Now it is so very different. 

The Post Office just off of Trafalgar Square has plumbed new depths of being completely useless.

First off they do not now have a queue. They have seating areas where, having taken a ticket from the machine, you wait.

There is of course no indication that you need to take a ticket and so initially you stand in what is the closest approximation to a queue in the hope that someone might help you.

Hearing the numbers being called out gave me the tip off and so I looked for a ticket machine and was given number 009. 

I heard 5 being called and then rather astonishingly number 470. Now slightly worried that there were hundreds of people in front of me, I asked a uniformed PO person what the form was.
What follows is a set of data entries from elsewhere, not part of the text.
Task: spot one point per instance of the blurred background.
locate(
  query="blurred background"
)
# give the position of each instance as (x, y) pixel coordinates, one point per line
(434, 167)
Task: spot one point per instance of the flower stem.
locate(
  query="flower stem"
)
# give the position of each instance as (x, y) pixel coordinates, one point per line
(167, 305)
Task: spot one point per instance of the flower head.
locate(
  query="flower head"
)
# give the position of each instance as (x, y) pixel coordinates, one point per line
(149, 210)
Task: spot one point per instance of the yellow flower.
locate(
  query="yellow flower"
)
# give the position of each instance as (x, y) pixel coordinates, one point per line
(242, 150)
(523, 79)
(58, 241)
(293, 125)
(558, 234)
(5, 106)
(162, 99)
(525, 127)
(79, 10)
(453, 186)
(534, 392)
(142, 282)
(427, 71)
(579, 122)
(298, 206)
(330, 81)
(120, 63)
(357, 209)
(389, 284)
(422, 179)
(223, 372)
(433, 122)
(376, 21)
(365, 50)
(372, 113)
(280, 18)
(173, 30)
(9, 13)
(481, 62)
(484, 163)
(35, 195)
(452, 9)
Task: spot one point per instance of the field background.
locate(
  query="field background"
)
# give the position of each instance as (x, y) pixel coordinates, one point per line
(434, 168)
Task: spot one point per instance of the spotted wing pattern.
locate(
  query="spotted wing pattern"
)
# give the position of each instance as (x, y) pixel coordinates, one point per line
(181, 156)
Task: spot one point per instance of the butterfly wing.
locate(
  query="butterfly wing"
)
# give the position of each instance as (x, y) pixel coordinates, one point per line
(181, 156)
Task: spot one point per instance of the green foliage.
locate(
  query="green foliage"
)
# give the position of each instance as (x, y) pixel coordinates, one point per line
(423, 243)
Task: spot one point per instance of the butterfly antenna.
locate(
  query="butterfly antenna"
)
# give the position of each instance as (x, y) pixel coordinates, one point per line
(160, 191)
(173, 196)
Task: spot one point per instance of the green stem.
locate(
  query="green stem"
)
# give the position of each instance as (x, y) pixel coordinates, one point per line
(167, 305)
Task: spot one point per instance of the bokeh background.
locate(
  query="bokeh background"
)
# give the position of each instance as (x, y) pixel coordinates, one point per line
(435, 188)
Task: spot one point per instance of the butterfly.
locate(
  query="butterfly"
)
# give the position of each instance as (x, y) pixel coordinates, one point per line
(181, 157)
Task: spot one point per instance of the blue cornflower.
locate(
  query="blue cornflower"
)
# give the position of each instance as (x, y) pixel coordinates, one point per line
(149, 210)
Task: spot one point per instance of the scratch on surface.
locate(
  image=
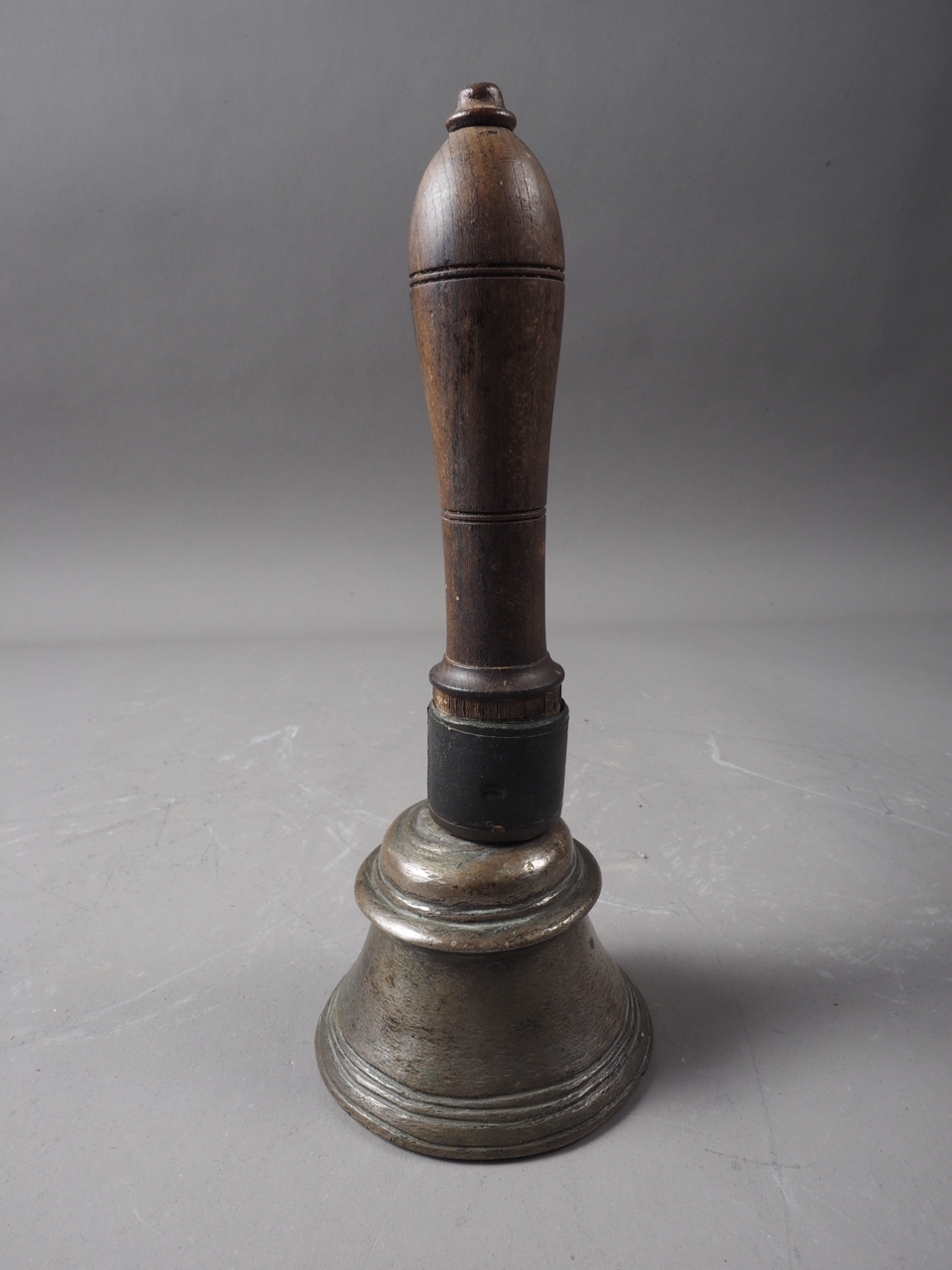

It was at this stage that I discovered that my own stupidity at not having acquired fluency in Urdu was going to make the going rather tough.

I sort of managed to ascertain that I "should not vurry". So, without a single vurry in my head I waited and eventually number 9 was called out.

I was directed to a slightly odd box, which I entered to find a bloke seated at the other end. 

I presented my letter along with the request in English to have it sent registered.

He chatted away in Urdu for about a minute. I thought it a bit rude that having taken on board my request he was chatting to his mate, but no, it turned out he was talking to me.

And so there ensued a rather bizarre discussion where I had to try and decide what it was he meant using not much more than complete and utter guesswork. 

We eventually settled on my chosen option and he looked jolly pleased. He labelled my letter accordingly, took the rather eye watering amount of £6.70 from me ( for a registered letter from London to Heathrow for fucks sake!!!) handed me my change and then he hit with with this:

Man speaking Urdu: would you like a mortgage or re-mortgage?
Me: sorry?
Man speaking Urdu: would you like a mortgage or re-mortgage?
Me: I'm ever so sorry, what are you saying?
Man speaking Urdu: would you like a mortgage or re-mortgage?
Me: (thinking that the word mortgage maybe means "stamps" in Urdu) a mortgage?
Man speaking Urdu: (looking delighted that we'd finally made a connection,  yes, a mortgage or a re-mortgage!

At this stage I was reeling  and trying to reconcile my need to post a letter with his  desire to sell me a mortgage. 

I declined and just as he was about to start to sell me something else, probably a basket of dead monkeys for all I know, I had to hold my hand up and thank him for his time and for processing my letter but that I didn't want anything else.

FYI the box/cubicle he made me stand in had loads of cameras so I suspect I may appear in the not too distant future on some Dom Jolly style spoof TV programme. 

If it was not a joke then the Post Office management must be totally barking mad as who in their right mind pops out to post a letter and comes home with a bloody mortgage?